Song
- Language: Swedish
- Written: 1909
- Genre: Christmas
- Composer: Ruben Liljefors
- Lyricist: Jeanna Oterdahl

= När det lider mot jul =

"När det lider mot jul", also known as "Det strålar en stjärna", is a Swedish Christmas song with lyrics by Jeanna Oterdahl, and written for vocals and piano in 1909 (opus 19) by Ruben Liljefors. A version for mixed choir, a cappella, was added in 1933 and originally published in 1944 by Gehrmans musikförlag.

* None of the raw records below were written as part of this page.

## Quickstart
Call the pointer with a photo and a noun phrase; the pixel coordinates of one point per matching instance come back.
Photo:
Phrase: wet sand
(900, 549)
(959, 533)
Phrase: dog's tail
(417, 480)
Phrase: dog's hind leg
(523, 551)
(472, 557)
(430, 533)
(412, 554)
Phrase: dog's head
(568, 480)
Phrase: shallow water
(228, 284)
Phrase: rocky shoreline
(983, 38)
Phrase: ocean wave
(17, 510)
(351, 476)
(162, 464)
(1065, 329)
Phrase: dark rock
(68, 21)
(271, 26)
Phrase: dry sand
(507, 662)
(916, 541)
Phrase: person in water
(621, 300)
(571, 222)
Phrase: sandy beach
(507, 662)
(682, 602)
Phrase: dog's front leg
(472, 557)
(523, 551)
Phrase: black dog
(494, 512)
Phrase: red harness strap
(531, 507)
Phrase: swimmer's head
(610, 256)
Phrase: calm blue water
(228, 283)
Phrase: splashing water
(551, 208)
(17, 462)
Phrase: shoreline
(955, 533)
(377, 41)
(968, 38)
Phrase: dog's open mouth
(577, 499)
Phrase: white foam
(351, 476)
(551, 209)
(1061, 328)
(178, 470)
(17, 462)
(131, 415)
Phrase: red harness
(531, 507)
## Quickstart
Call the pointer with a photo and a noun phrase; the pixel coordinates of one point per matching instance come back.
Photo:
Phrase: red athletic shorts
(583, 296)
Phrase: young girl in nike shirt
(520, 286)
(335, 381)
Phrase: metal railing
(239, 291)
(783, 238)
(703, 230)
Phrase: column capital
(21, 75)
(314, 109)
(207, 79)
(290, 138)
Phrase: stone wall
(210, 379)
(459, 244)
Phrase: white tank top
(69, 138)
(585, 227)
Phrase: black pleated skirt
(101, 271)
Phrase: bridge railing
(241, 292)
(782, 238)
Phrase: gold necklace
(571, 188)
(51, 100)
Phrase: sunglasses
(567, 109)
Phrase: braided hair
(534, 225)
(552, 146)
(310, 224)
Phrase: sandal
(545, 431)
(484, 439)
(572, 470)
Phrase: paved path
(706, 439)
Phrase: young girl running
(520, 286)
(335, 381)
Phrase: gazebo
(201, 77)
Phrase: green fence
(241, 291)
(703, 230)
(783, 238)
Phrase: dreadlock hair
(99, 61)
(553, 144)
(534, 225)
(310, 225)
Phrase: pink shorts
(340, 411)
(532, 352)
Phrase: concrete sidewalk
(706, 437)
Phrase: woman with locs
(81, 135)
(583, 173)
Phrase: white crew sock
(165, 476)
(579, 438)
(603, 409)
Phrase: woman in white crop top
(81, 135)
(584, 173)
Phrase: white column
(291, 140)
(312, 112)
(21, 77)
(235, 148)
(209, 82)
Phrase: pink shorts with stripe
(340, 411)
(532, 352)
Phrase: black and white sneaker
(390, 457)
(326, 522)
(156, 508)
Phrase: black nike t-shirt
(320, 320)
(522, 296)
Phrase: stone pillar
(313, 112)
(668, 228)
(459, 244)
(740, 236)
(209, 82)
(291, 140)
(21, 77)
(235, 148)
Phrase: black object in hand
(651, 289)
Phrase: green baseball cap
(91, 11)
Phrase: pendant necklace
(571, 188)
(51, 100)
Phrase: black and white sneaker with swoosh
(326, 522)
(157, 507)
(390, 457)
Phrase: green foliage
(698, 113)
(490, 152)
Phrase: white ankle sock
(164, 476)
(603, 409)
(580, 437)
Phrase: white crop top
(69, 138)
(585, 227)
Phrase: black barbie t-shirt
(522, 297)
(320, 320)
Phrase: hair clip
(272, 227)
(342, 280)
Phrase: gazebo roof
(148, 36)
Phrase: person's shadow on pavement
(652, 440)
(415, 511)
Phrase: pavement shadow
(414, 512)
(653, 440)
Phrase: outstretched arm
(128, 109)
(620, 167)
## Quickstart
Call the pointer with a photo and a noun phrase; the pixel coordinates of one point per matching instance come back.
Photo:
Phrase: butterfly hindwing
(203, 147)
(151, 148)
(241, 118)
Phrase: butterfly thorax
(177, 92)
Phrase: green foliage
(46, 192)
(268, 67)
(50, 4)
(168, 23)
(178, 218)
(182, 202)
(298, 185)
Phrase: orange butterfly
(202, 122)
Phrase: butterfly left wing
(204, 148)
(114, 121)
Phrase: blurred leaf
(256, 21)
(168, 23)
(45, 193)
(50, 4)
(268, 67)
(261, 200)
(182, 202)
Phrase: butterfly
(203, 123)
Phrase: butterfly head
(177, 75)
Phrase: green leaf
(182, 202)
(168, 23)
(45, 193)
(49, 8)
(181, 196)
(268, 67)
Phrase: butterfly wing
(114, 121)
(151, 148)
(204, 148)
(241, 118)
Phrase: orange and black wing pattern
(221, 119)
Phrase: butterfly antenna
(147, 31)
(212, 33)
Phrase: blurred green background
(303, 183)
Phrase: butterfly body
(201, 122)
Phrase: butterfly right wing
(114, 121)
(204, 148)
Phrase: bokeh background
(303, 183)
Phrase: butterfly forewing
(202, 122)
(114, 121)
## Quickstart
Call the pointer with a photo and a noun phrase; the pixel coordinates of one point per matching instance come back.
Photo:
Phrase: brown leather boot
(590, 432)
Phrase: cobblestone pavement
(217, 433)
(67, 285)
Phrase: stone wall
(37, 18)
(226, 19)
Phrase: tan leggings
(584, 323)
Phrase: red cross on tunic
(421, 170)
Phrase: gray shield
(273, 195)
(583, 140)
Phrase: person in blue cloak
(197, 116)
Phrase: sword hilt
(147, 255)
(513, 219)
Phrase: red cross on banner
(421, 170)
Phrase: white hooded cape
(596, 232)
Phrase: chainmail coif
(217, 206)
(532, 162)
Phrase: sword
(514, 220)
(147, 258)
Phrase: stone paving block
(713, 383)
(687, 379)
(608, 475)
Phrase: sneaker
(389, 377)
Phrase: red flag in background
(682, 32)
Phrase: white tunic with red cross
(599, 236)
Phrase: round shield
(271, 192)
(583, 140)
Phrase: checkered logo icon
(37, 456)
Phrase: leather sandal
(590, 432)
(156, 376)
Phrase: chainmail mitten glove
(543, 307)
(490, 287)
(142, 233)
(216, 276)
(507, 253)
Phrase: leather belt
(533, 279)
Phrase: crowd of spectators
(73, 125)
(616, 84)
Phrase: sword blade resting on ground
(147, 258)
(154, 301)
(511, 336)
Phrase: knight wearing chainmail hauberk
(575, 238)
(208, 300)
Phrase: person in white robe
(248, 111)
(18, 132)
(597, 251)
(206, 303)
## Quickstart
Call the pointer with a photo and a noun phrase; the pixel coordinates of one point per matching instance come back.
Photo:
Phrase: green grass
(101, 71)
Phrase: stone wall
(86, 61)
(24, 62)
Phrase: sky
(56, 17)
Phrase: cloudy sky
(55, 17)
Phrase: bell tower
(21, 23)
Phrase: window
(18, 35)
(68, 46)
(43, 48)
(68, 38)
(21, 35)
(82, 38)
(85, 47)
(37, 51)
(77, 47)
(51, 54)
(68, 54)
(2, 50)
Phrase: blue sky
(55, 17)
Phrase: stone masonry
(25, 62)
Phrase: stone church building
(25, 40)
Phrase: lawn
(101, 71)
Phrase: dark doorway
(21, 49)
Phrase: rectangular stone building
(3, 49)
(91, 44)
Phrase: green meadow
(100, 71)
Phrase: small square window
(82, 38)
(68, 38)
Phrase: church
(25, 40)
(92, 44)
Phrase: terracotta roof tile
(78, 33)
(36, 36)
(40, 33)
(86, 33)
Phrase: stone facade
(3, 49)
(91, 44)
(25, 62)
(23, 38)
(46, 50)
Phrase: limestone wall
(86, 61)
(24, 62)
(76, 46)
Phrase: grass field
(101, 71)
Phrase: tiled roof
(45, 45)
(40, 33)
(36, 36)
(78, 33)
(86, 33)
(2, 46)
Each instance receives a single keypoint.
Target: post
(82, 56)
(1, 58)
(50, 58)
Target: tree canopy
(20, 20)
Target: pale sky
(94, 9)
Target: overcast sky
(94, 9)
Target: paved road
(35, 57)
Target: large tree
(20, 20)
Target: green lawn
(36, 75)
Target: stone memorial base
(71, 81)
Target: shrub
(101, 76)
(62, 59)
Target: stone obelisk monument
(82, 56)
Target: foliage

The song’s later popularity is said to have been affected by publication in Gottfrid Berg’s Läroverkskören 1950 and after being recorded on record, it was heard in TV in the early 1960s.

==Recordings==
The song has been recorded by several Swedish choirs, including KFUM:s kammarkör, Kammarkören Pro Musica, Orphei Drängar, Göteborgs Gosskör, among others, as well as by solo artists and groups/bands, like Agnetha Fältskog, Loa Falkman, Anni-Frid Lyngstad, Carola Häggkvist, Pernilla Wahlgren, Thorleifs and Vikingarna. E.M.D. recorded the song on the 2009 Christmas album Välkommen hem.

==Publisher==
- När det lider mot jul och andra barnvisor, 1955
- Julens önskesångbok, 1997, under the lines "Lucia".
- Barnens svenska sångbok, 1999, under the lines "Året runt".